At last week’s South by Southwest Interactive festival in Austin Texas, I participated in a panel discussion on The State of Social Marketing.  The session was moderated by The Next Web editor Brad McCarty, and included Becky Brown of Intel and Tyler Willis of Unified.

The session promised to consist of 10-minute rapid-fire discussions of the three most important changes happening in social marketing. To keep the discussion fresh, we had one prep call in which McCarty told the panelists his three predictions: Local Reach / Global Impact; Hyper Personalization; Marketing to Tomorrow’s Customer.

Rather than summarize my own panel, I thought I’d instead share my prep notes. This is exactly how I prepare for every session. I create one page of notes and I try to create a Twitter friendly “pull quote” for each answer. I emphasize the pull quote in my notes to make sure I remember to pause (signaling to the audience that it’s “time to tweet that”) after delivering the line.

Below are my unedited notes highlighting social media marketing trends. I’d love to hear what you consider the future of social marketing.

What is the state of social media marketing?


-       State of social is that we’re looking through the wrong end of the telescope – obsessed with the tools not content or business objective


Trend One: Marketing for Local Reach / Global Impact



    1. I am going to conflate “local” and “geo” a bit. But I haven’t seen the “killer app” for geo for B2B. Getting more engagement at events, sure. That’s nice. But it’s not exactly disruptive in the way it is in retail.

    2. From a B2B standpoint, if Highlight were to use LinkedIn’s API instead of or in addition to Facebook’s, then that’s potentially a very interesting tool for B2B companies. From a professional standpoint, I am much less interested in knowing that my college room mate’s best friend is nearby than I am in a hot prospect.

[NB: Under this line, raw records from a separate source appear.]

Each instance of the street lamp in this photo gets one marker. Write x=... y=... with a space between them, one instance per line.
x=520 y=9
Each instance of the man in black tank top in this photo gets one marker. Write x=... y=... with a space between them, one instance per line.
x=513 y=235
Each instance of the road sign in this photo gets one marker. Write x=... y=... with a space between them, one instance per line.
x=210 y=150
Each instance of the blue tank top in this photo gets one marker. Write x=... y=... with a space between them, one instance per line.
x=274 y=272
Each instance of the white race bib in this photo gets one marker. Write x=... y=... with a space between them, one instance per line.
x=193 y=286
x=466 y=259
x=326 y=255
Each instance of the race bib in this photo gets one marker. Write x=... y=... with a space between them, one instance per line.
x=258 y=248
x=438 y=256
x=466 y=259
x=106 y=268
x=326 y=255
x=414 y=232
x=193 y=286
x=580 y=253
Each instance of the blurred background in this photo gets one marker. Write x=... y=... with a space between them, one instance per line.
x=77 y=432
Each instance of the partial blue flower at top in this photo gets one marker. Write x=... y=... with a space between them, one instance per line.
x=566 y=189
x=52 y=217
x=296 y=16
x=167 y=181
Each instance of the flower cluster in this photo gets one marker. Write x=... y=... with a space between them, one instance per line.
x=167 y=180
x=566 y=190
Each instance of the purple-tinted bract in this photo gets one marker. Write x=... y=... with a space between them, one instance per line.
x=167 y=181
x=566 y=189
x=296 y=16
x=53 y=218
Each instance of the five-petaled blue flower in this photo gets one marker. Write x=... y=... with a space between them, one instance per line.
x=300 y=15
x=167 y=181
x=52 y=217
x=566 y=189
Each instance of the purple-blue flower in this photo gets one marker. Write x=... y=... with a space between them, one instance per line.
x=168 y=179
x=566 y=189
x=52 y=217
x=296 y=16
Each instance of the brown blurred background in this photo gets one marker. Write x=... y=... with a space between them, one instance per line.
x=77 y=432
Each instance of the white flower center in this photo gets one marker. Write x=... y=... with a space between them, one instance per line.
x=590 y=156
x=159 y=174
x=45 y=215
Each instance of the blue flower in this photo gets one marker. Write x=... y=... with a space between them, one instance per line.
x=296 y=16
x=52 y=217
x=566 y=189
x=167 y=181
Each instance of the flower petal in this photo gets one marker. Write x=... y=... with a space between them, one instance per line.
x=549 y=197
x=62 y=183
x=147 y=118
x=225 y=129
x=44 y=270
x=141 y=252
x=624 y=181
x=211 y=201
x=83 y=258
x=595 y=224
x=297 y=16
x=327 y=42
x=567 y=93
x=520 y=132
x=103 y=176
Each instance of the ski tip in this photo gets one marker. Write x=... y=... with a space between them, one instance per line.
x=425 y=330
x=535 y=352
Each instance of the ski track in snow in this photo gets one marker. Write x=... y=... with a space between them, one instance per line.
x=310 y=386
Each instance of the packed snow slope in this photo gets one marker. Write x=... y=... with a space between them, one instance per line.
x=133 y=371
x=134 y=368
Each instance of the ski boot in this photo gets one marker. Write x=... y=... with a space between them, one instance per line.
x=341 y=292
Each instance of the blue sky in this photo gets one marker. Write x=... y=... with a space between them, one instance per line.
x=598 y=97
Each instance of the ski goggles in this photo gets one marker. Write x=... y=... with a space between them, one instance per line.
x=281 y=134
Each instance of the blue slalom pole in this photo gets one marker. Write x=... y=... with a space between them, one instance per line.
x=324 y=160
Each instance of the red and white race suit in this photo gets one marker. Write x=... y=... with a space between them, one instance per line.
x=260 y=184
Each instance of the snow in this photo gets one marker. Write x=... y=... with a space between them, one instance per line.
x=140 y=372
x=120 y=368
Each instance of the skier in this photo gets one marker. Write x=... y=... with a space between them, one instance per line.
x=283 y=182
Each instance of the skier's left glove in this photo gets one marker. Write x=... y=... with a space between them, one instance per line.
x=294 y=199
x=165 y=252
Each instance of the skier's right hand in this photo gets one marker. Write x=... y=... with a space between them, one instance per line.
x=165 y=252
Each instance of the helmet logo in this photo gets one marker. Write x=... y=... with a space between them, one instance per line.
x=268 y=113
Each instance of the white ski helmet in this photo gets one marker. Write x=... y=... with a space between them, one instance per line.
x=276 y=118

Trend Two: Hyper-personalization



    1. Collecting massive amounts of information on buyers isn’t new. Getting them to volunteer it, that’s what’s new. But for years marketers have been able to cobble behavioral information together into a “buyer persona”. Disney has thousands of distinct personas that they market to.

    2. I think the holy grail here is to reach the stage of a persona of one. But in some ways I think small business have been sold a bill of goods here. They are told that this is the great disruption – the ability to know exactly who your customers are, and build real relationships with them. And while that’s true to an extent. But to be able to scale happenstance is going to require some beefy technology. And that’s where big companies will again have an advantage.



Trend Three: Marketing now for tomorrow’s buyer



    1. Easily half of the speaking engagements I do are at colleges / business schools because I want next generation of marketers to “grow up with” a familiarity with Eloqua and a bias towards us.

    2. Corollary: It’s not just the next generation of buyers, but also the influencers of buyers. This isn’t necessarily “influence” in the Klout score way, but the person who (literally and figuratively) sits next to our buyer. Everyone is a potential advocate or detractor of a deal.



Question to Panel: What do you see as a major shift?



    1. Next shift is from where your brand is to what content your brand is spreading.

    2. I honestly feel if you solve for content you will largely solve for social. I place the lion’s share of my attention on the content we produce, versus where it’s distributed.



Additonal pull quotes to incorporate into discussion/audience questions:


-       My challenge is managing the “cost of distraction.” Each time a new network becomes dubbed the hot new thing, the temptation is to jump on board, but sometimes there’s no shame in letting others learn for you.


-       If you are constantly chasing the next tool, you are going to spend your life on an elliptical machine.


-       Content & social lean on each other like  house. If one is weak, the other falls.